Voltando ao assunto anterior: por que as pessoas deveriam ter os mesmos direitos e deveres? Acho que elas poderiam ter algumas garantias fundamentais idênticas, mas não direitos iguais. Que direito pode ter um criminoso de receber auxílio-reclusão num valor maior que o salário mínimo de um trabalhador æquus (“justo, que respeita as leis”)? Não, as pessoas não são identicamente “justificáveis”. O ideal era que todos fossem æqui (“justos”), mas a verdade é que não haveria necessidade de leis para regular a sociedade se todos se portassem em harmonia com os outros e se desenvolvessem sem espírito de equidade. Mas, não, as pessoas não são iguais, não fazem as mesmas coisas e não têm a mesma disposição. Devem ser tratadas, todas, como seres humanos, porém distintos, e distintamente recompensados ou cobrados.

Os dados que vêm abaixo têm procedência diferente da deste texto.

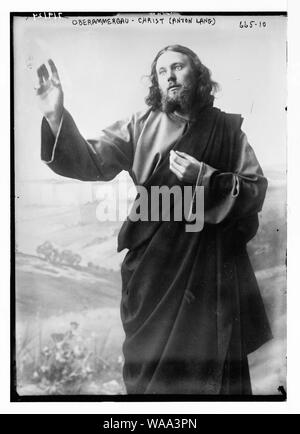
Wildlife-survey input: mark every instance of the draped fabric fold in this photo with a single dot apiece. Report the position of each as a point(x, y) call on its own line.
point(183, 293)
point(191, 308)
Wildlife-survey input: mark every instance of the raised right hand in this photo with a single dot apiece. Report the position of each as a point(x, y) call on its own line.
point(50, 94)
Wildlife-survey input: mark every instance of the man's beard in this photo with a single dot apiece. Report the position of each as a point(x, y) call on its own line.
point(181, 101)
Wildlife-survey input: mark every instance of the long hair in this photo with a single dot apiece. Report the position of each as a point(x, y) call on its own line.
point(206, 86)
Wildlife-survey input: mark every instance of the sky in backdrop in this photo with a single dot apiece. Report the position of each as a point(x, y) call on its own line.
point(103, 71)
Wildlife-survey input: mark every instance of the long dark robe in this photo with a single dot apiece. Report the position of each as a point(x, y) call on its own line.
point(191, 308)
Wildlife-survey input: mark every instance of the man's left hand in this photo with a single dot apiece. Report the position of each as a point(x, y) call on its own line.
point(185, 167)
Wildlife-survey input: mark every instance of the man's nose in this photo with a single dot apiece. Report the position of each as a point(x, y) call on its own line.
point(171, 75)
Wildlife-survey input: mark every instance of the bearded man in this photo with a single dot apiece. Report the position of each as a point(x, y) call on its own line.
point(191, 308)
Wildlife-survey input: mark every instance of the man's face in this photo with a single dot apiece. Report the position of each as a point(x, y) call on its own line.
point(175, 77)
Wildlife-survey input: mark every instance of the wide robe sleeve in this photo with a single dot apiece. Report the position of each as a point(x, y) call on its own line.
point(237, 195)
point(70, 155)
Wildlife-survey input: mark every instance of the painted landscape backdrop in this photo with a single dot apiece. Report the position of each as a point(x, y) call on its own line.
point(68, 288)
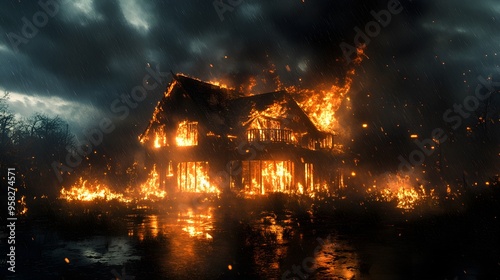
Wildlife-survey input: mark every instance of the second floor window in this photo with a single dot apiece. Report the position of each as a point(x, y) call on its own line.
point(187, 134)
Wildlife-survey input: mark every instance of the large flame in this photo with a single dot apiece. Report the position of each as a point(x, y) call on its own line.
point(193, 177)
point(150, 190)
point(407, 192)
point(84, 190)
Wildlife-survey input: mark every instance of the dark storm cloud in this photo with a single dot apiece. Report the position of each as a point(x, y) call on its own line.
point(91, 52)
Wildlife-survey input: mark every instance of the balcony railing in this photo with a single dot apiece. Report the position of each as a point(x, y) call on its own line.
point(271, 135)
point(287, 136)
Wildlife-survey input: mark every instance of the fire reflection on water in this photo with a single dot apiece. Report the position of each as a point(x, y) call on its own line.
point(193, 235)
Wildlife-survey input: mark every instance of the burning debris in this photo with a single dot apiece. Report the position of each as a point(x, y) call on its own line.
point(267, 140)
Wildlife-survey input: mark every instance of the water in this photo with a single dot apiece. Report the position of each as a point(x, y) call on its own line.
point(236, 242)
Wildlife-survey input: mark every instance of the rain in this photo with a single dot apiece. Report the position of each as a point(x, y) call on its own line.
point(243, 139)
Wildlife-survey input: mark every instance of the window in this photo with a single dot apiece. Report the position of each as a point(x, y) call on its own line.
point(187, 134)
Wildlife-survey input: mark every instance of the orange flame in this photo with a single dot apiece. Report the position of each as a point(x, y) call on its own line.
point(83, 190)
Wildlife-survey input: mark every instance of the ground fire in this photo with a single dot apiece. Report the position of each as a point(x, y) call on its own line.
point(208, 138)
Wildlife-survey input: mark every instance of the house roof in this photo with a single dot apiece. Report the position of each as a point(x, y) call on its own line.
point(224, 111)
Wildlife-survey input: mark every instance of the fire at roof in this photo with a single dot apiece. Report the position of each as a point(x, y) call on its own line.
point(250, 139)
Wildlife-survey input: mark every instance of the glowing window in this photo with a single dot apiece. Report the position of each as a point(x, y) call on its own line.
point(187, 134)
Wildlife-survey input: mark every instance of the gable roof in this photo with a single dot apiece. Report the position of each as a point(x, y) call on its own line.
point(223, 111)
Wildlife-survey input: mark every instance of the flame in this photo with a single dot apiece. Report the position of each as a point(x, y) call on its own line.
point(269, 176)
point(193, 177)
point(187, 134)
point(150, 190)
point(399, 188)
point(160, 137)
point(321, 103)
point(83, 190)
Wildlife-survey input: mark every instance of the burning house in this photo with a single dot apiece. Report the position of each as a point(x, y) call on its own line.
point(207, 138)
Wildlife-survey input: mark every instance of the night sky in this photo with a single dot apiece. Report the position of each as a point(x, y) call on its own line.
point(424, 61)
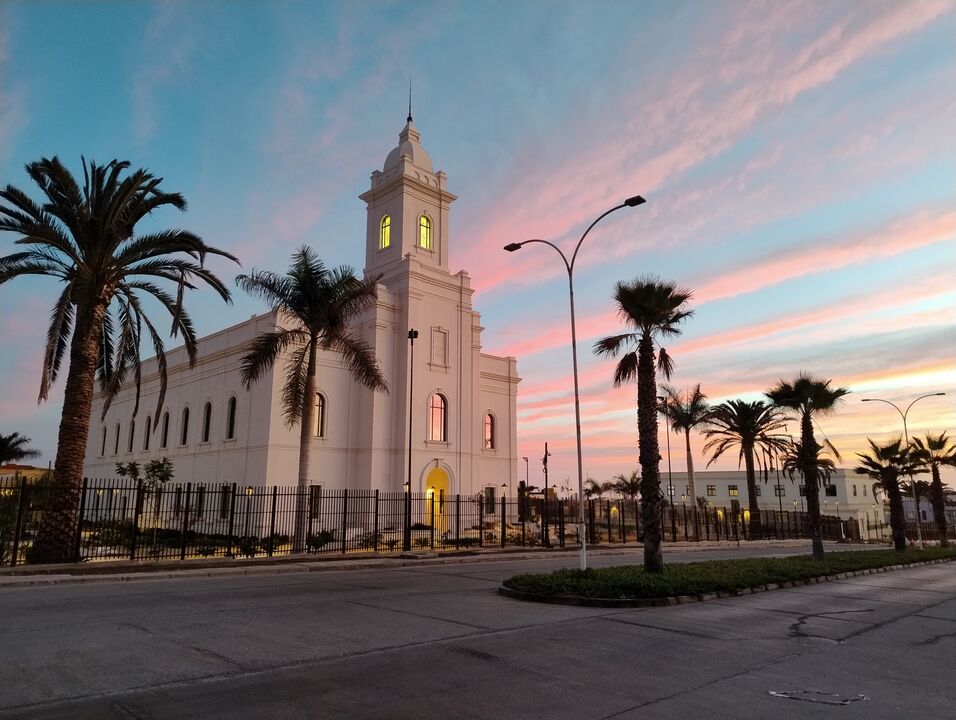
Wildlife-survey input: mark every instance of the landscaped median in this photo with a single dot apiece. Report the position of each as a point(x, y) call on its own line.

Nunca antes, na história desse paíze, a velha ironia de “roubar para ser preso” fez tanto sentido. Ou melhor, um mal sentido. A ampliação de garantias não pode se estender a todos, indistintamente. O Estado deve proteger os cidadãos, e não desampará-los ou expô-los ao perigo das consequências de suas políticas parciais. O único intuito da igualdade para todos é tornar os æqui (“justos”) imputáveis e “justificar” os inæqui (“iníquos, injustos, criminosos”). Relativismo moral e inversão de valores: eis a grande meta da Elite! Assim, aos olhos da “Lei” republicana, qualquer criminoso pode se elevar acima de qualquer homem virtuoso, não importando seus atos objetivos.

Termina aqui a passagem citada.